Motif d’opposition fondé sur l’alinéa 12(1)d)
[21] La date pertinente pour évaluer la probabilité de confusion entre la Marque et les Marques de l’Opposante suivant l’alinéa 12(1)d) de la Loi est la date de ma décision [voir Park Avenue Furniture Corporation c. Wickes/Simmons Bedding Ltd. et Registraire des marques de commerce (1991), 37 C.P.R. (3d) 413 (C.A.F.)] [Park Avenue].
[22] J’ai exercé le pouvoir discrétionnaire du registraire pour confirmer que les enregistrements visant les Marques de l’Opposante sont en règle en date d’aujourd’hui. Puisque l’Opposante s’est acquittée de son fardeau initial relativement à ce motif d’opposition, il incombe à la Requérante de convaincre le registraire, selon la prépondérance des probabilités, qu’il n’y a aucune probabilité raisonnable de confusion entre la Marque et les Marques de l’Opposante.
[23] Le test en matière de confusion est celui de la première impression et du souvenir imparfait.
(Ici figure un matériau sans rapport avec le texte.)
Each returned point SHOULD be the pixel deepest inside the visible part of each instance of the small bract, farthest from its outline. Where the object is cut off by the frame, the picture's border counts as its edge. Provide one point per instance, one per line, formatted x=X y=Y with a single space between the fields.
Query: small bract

Le paragraphe 6(2) de la Loi prévoit que l'emploi d'une marque de commerce crée de la confusion avec une autre marque de commerce lorsque l'emploi des deux marques de commerce dans la même région serait susceptible de faire conclure que les marchandises liées à ces marques sont fabriquées, vendues, données à bail ou louées, ou que les services liés à ces marques sont loués ou exécutés, par la même personne, que ces marchandises ou ces services soient ou non de la même catégorie générale.
[24] Lorsqu’il applique le test en matière de confusion, le registraire doit tenir compte de toutes les circonstances de l’espèce, y compris celles expressément énumérées au paragraphe 6(5) de la Loi : a) le caractère distinctif inhérent des marques de commerce, et la mesure dans laquelle elles sont devenues connues; b) la période pendant laquelle les marques de commerce ont été en usage; c) le genre de marchandises, services ou entreprises; d) la nature du commerce; e) le degré de ressemblance entre les marques de commerce dans la présentation ou le son, ou dans les idées qu’elles suggèrent.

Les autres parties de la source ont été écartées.